VIII. MODEL IMPLEMENTATION AND VALIDATION
The simple topologies of the developed ANN models simplifies their implementation in Advanced Design System (ADS). Each ANN model can be implemented as a tanh based closed formula in terms of its inputs. The modeling procedure has been applied on the considered 1 mm GaN on SiC substrate and then the developed equivalent circuit model (see Fig. 14) has been implemented in ADS. Lumped elements have been used to represent the parasitic resistances, inductances and capacitances. Multiport symbolically-defined device (SDD) has been used to implement the ANN models of the intrinsic elements including I ds , Q gs , I gs , Q gd , I gd , R i and R gd . In Figs. 18-20 , the implemented model has been validated by S-parameters, signal-waveform and power-sweep measurements for the same considered device. These measurements are independent of the measured data that were used to build/train the model. As can be seen, very good fitting is obtained, which accordingly verifies the validity of the developed model for linear and nonlinear circuits design. Fig. 21 presents additional simulation to show the model capability of simulating the intrinsic and strong nonlinearities of the device. This could be observed from the predicted third order intermodulation distortion (IMD3) sweet spot (local minimum), which results from the interaction between smalland large signal IMDs [36] . Fig. 21 , also, shows variation of the upper and lower IMDs with the frequency spacing and typically the IMDs asymmetry is used as a measure for the memory effects [37] . As can be seen, the model can simulate the expected thermal and electrical memory due to trapping and self-heating effects, respectively [38] , [39] .
IX. CONCLUSION
In this paper, an elecrothermal neurogenetic modeling approach has been developed and applied to GaN transistor. The method is based on simulating the device's nonlinear behavior by interconnect simple ANN models, which characterize the intrinsic, self-heating-induced and trappinginduced nonlinearities. The model is easy to be implemented in CAD software with equivalent circuit and analytical formulas to represent its nonlinear elements.

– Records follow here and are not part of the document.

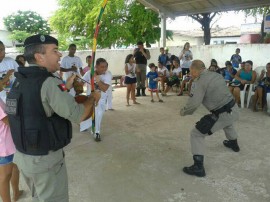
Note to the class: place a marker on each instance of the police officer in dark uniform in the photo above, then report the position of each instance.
(209, 89)
(40, 109)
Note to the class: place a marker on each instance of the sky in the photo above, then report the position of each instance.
(46, 8)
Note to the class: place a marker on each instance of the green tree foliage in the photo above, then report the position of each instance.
(27, 21)
(205, 20)
(19, 36)
(124, 22)
(259, 11)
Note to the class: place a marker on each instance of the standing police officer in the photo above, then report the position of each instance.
(209, 89)
(40, 110)
(141, 56)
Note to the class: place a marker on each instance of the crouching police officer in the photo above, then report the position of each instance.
(40, 110)
(209, 88)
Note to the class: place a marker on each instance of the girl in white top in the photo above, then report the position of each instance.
(186, 57)
(130, 78)
(163, 74)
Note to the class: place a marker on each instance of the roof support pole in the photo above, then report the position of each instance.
(163, 30)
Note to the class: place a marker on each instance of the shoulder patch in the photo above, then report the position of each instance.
(62, 87)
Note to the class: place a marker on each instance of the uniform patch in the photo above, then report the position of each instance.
(11, 106)
(62, 87)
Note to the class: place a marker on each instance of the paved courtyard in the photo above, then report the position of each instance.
(145, 147)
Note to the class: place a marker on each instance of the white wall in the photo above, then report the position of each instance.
(181, 40)
(224, 39)
(258, 53)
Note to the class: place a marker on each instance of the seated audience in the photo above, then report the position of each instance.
(213, 66)
(229, 72)
(262, 89)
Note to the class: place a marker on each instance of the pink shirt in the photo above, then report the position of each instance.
(7, 146)
(86, 69)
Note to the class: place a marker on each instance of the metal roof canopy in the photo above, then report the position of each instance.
(175, 8)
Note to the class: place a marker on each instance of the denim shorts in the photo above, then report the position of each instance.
(6, 160)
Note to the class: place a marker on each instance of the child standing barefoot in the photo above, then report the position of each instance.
(9, 172)
(130, 78)
(152, 79)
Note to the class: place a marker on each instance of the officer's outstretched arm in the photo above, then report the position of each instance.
(89, 105)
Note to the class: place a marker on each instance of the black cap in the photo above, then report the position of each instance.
(40, 39)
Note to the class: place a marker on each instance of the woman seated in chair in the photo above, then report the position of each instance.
(262, 89)
(229, 72)
(163, 74)
(174, 76)
(242, 77)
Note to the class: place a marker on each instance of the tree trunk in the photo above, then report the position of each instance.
(263, 34)
(207, 34)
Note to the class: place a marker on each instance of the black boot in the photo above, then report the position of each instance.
(196, 169)
(232, 144)
(143, 92)
(138, 92)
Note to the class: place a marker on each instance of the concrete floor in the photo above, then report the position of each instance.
(145, 147)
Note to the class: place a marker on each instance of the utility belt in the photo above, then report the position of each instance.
(208, 121)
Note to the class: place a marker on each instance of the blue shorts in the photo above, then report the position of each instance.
(6, 160)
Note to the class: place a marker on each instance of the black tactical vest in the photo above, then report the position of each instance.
(32, 131)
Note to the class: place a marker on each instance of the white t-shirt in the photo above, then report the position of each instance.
(7, 64)
(163, 70)
(67, 62)
(185, 62)
(176, 71)
(107, 79)
(132, 69)
(87, 77)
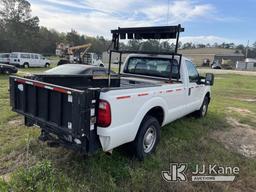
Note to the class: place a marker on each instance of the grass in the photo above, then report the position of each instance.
(29, 165)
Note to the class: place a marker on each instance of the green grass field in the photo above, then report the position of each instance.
(29, 165)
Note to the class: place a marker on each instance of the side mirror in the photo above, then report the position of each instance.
(209, 79)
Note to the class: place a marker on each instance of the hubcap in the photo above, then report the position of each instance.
(149, 139)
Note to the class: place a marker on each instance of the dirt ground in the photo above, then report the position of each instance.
(241, 137)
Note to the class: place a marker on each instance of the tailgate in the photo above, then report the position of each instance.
(66, 112)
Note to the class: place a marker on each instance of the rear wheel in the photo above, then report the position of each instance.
(202, 112)
(147, 138)
(26, 65)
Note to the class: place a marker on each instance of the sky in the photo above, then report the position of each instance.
(205, 21)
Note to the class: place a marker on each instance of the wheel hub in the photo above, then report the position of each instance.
(149, 139)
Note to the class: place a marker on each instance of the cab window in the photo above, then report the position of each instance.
(158, 67)
(192, 72)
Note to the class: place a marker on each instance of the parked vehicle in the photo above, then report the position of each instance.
(4, 58)
(86, 113)
(26, 60)
(78, 69)
(216, 65)
(8, 69)
(77, 54)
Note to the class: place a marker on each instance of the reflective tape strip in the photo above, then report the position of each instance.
(48, 87)
(169, 91)
(28, 82)
(143, 94)
(123, 97)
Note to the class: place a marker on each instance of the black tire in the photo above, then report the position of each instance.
(26, 65)
(47, 65)
(151, 127)
(7, 72)
(202, 112)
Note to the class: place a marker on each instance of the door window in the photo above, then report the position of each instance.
(192, 72)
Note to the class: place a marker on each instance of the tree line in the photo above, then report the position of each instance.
(20, 31)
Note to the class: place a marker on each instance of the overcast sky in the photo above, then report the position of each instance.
(205, 21)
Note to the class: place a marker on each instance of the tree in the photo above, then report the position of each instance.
(18, 26)
(73, 38)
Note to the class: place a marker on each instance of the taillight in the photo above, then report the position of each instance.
(104, 114)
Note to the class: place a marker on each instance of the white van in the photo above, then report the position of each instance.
(4, 58)
(28, 60)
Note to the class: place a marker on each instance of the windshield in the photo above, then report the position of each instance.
(67, 70)
(158, 67)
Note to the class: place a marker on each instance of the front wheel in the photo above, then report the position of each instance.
(147, 138)
(202, 112)
(47, 65)
(26, 65)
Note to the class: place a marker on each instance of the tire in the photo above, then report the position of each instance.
(202, 112)
(47, 65)
(26, 65)
(147, 138)
(7, 72)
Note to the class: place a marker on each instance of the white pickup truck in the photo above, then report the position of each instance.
(87, 113)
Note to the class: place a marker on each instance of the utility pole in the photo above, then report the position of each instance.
(246, 54)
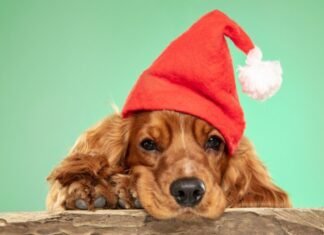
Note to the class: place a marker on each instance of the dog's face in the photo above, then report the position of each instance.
(179, 161)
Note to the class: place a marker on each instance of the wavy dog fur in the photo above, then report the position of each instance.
(109, 161)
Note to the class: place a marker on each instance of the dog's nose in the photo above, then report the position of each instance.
(187, 191)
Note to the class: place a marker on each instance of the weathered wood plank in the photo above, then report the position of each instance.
(234, 221)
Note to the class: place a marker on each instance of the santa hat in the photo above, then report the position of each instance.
(194, 75)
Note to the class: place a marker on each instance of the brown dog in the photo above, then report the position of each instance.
(174, 164)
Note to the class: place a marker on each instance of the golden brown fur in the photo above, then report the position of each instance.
(109, 161)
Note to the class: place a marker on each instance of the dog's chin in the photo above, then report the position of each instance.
(185, 214)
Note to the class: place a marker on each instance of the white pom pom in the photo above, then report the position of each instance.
(260, 79)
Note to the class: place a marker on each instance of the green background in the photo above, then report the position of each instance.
(62, 63)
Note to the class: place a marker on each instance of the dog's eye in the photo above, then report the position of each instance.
(214, 142)
(148, 145)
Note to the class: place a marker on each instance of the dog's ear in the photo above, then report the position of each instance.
(97, 153)
(246, 182)
(108, 138)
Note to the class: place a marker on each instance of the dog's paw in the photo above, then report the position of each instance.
(124, 189)
(85, 195)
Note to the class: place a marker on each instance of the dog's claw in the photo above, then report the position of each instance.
(100, 202)
(123, 204)
(81, 204)
(137, 204)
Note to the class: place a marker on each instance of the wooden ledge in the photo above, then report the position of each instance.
(233, 221)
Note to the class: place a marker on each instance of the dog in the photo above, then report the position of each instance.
(177, 149)
(170, 163)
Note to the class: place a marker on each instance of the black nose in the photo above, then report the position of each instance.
(187, 191)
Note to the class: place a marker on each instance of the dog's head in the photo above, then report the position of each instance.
(181, 168)
(178, 161)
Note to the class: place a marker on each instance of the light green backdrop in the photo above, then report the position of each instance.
(63, 62)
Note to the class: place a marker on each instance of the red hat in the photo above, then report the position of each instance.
(194, 75)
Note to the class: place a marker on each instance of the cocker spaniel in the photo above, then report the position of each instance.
(177, 148)
(171, 164)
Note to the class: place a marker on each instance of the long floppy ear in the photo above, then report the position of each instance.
(97, 153)
(246, 182)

The modeling technique has been explained as well as the model parameters extraction procedure. The developed model has been implemented in ADS and validated by proper small-and large-signal measurements. A very good result has been obtained and it proves the validity of the developed modeling approach. In the future work, the model will extended to consider the asymmetrical trapping time constants and the model will also be demonstrated by applying it to design application circuits.